The last time I saw my Mom alive, was the Saturday before Mothers Day. My Sister & I, along with our daughters went to see Mom & Dad. This was the first time in quiet a while... we had such a dysfunctional relationship that was nose diving. My heart told me I needed to go. My Sis, daughters, & niece all agreed we should together. With it being Mothers Day, I picked her up a hanging basket of orange Impatiens, one of her favorites. Ironically, Sis, did also, but in a different color. My Mom was pleased. More so at seeing all of her Girls. She asked us to place the baskets on her balcony.

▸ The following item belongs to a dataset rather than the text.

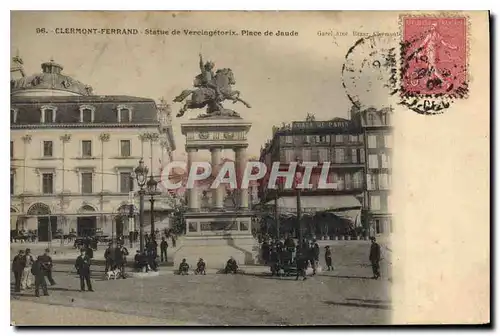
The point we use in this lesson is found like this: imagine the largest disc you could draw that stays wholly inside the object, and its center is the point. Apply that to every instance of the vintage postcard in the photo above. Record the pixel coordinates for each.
(249, 168)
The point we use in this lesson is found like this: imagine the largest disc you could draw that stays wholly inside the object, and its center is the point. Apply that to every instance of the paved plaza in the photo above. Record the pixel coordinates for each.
(345, 296)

The baskets sat unattended all week. My Mom died six days after we saw her.
In the hustle of the many details that followed we almost forgot these baskets. Sis and I each took them back, nearly dead. They both started thriving once they got attention. Easy little plants. Mine would have days of despair, then bounce back.
Last night was our first real frost. My basket had been moved into the screened in porch, but I feared moving it inside, as the Hubby keeps it so hot inside. Plants don't do wonderful in my care. Mom had the green thumb, and Sis inherited it. I brought the plant in today, looking at how pitiful it looks. I fear it will not last. And it is breaking my heart all over again. It's more than a silly plant to me. It's the last exchange between Mom and I.
I've asked it to please not wither and die. I'm just not ready.